L'Espagne menace de se retirer du Traité sur la Charte de l'énergie, alors que les Pays-Bas remettent en question le sens de leur présence au sein de l'UE.
Le sentiment d'irritation réciproque entre les Etats membres de l'UE devient de plus en plus palpable. Le quotidien britannique Daily Express a récemment publié un article avec un titre éloquent: "L'unité de Bruxelles en morceaux: l'Espagne menace de se retirer du traité sur fond de révolte grandissante en UE."
Les nouveaux différends tournent autour du Traité sur la Charte de l'énergie signé en décembre 1994. Cette charte a été adoptée en tant que déclaration politique en 1991, et trois ans plus tard s'y est ajouté un document prévoyant une série d'engagements concrets. Notamment la coopération entre les pays d'Europe occidentale et de l'Est dans le secteur énergétique. Le traité prescrivait des mécanismes concrets de coopération, en particulier la protection des investissements dans le secteur énergétique.
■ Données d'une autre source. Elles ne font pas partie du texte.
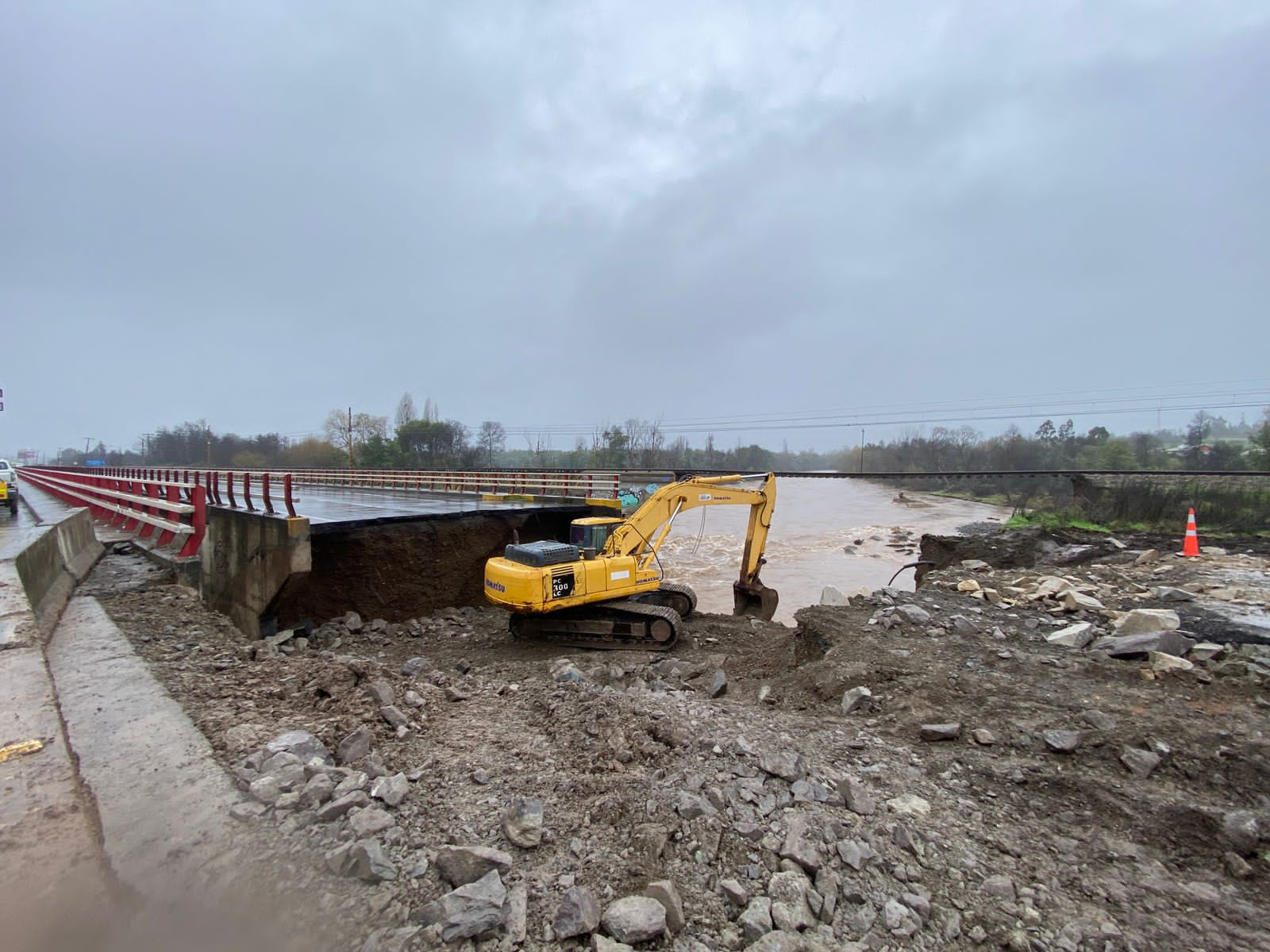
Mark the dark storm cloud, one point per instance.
(272, 209)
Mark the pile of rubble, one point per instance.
(903, 770)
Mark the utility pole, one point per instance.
(351, 438)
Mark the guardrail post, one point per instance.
(152, 492)
(198, 520)
(167, 536)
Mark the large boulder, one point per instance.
(1172, 643)
(634, 919)
(1145, 621)
(302, 744)
(473, 909)
(578, 914)
(464, 865)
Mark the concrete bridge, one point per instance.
(275, 549)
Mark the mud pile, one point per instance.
(906, 771)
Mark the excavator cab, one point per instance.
(591, 535)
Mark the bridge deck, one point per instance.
(330, 505)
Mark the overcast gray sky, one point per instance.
(571, 213)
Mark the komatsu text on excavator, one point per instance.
(605, 588)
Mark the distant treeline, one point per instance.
(425, 442)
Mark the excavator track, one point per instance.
(675, 596)
(619, 625)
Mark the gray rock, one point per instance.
(412, 666)
(856, 797)
(1099, 720)
(899, 919)
(1001, 886)
(690, 806)
(394, 716)
(914, 615)
(1060, 742)
(473, 909)
(302, 744)
(1236, 866)
(518, 909)
(1146, 621)
(356, 746)
(855, 854)
(664, 892)
(1140, 762)
(634, 919)
(353, 781)
(719, 683)
(522, 822)
(854, 698)
(243, 812)
(785, 942)
(787, 765)
(341, 805)
(831, 596)
(1075, 601)
(1172, 643)
(366, 861)
(1072, 636)
(391, 790)
(756, 920)
(464, 865)
(1240, 828)
(791, 911)
(266, 790)
(734, 892)
(370, 820)
(577, 916)
(317, 791)
(798, 848)
(380, 692)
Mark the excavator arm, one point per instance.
(647, 528)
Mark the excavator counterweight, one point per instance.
(605, 589)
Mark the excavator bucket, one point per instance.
(757, 601)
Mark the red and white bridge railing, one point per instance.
(175, 511)
(224, 486)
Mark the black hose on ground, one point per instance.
(911, 565)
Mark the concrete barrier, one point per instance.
(247, 559)
(55, 562)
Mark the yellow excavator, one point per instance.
(605, 587)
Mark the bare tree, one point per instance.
(492, 440)
(404, 413)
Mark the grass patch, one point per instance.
(1056, 520)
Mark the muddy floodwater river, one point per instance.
(825, 532)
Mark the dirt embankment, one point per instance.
(991, 789)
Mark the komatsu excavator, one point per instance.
(605, 588)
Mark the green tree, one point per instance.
(1260, 441)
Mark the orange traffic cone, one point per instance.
(1191, 545)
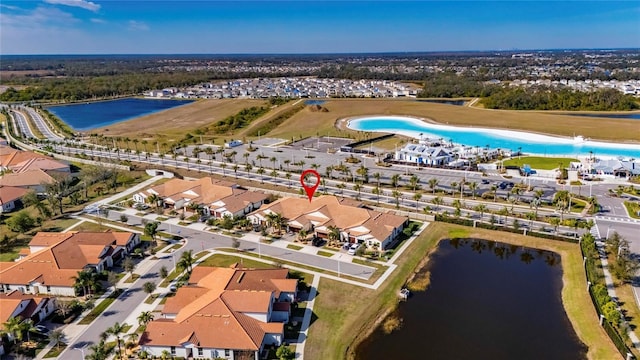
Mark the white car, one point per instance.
(353, 248)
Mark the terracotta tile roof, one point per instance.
(247, 301)
(60, 261)
(11, 193)
(7, 308)
(326, 211)
(24, 179)
(211, 314)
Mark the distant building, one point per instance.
(223, 313)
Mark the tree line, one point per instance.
(547, 98)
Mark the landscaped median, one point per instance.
(102, 306)
(347, 314)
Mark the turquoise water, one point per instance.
(513, 140)
(102, 113)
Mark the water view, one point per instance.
(504, 139)
(486, 300)
(92, 115)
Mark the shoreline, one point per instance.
(536, 137)
(565, 250)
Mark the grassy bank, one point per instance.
(539, 162)
(344, 310)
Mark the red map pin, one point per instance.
(310, 189)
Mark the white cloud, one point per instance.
(138, 25)
(87, 5)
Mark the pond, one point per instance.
(529, 143)
(486, 300)
(93, 115)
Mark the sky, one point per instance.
(244, 27)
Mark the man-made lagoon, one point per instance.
(93, 115)
(486, 300)
(529, 143)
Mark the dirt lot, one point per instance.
(307, 123)
(173, 124)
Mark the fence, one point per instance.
(614, 335)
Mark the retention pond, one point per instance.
(486, 300)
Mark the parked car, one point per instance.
(317, 241)
(42, 329)
(353, 248)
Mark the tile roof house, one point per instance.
(31, 179)
(228, 313)
(218, 198)
(356, 223)
(9, 196)
(53, 259)
(21, 161)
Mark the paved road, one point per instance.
(41, 124)
(23, 124)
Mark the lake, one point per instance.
(529, 143)
(486, 300)
(93, 115)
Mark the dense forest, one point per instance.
(450, 85)
(545, 98)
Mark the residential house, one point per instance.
(32, 180)
(217, 198)
(223, 313)
(53, 259)
(9, 197)
(355, 222)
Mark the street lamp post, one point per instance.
(81, 351)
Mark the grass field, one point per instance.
(174, 123)
(539, 162)
(342, 313)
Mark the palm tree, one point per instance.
(481, 208)
(395, 180)
(433, 182)
(28, 327)
(437, 201)
(376, 191)
(100, 351)
(414, 181)
(186, 261)
(117, 330)
(260, 172)
(333, 233)
(396, 195)
(12, 326)
(377, 176)
(358, 188)
(417, 197)
(473, 186)
(56, 337)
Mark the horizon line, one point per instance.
(335, 53)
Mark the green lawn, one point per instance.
(633, 208)
(227, 260)
(102, 306)
(539, 163)
(341, 315)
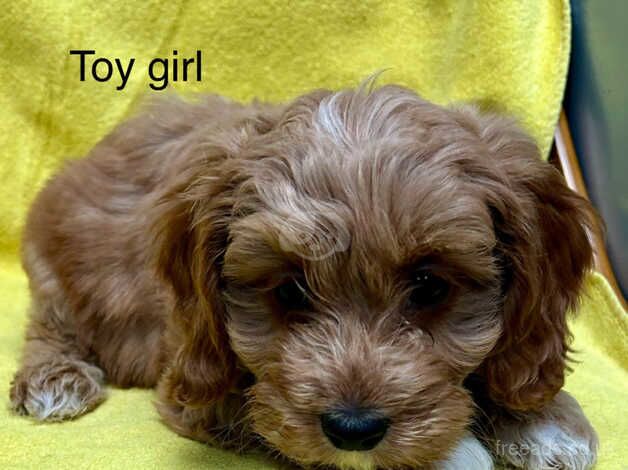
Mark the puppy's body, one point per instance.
(271, 268)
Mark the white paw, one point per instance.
(547, 446)
(57, 391)
(470, 454)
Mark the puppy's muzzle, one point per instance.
(354, 428)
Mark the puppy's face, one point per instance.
(373, 251)
(361, 284)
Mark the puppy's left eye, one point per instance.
(428, 289)
(291, 296)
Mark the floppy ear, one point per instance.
(188, 250)
(190, 225)
(543, 247)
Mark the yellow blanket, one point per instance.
(509, 55)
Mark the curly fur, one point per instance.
(154, 261)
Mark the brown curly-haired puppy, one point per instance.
(359, 279)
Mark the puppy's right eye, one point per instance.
(291, 296)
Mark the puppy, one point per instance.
(358, 279)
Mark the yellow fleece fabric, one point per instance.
(507, 55)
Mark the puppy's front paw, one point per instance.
(57, 390)
(547, 446)
(558, 438)
(469, 454)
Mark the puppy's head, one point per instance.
(360, 254)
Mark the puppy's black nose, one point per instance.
(354, 428)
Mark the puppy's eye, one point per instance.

Aujourd'hui, les pays d'Europe occidentale, l'un après l'autre, misent sur le développement de l'énergie verte. Les projets dans ce secteur prévoient une réduction progressive des émissions dans l'atmosphère de gaz à effet de serre et, en conséquence, l'abandon d'hydrocarbures. Or ces projets affectent les intérêts des pays d'Europe de l'Est: la Pologne, la Hongrie, la Slovaquie, la Tchéquie et la Roumanie. Les jeunes membres de l'UE ne disposent pas de l'infrastructure nécessaire pour l'énergie alternative ni de fonds disponibles pour son développement. Leur économie est orientée sur l'usage des hydrocarbures: du gaz naturel, du charbon.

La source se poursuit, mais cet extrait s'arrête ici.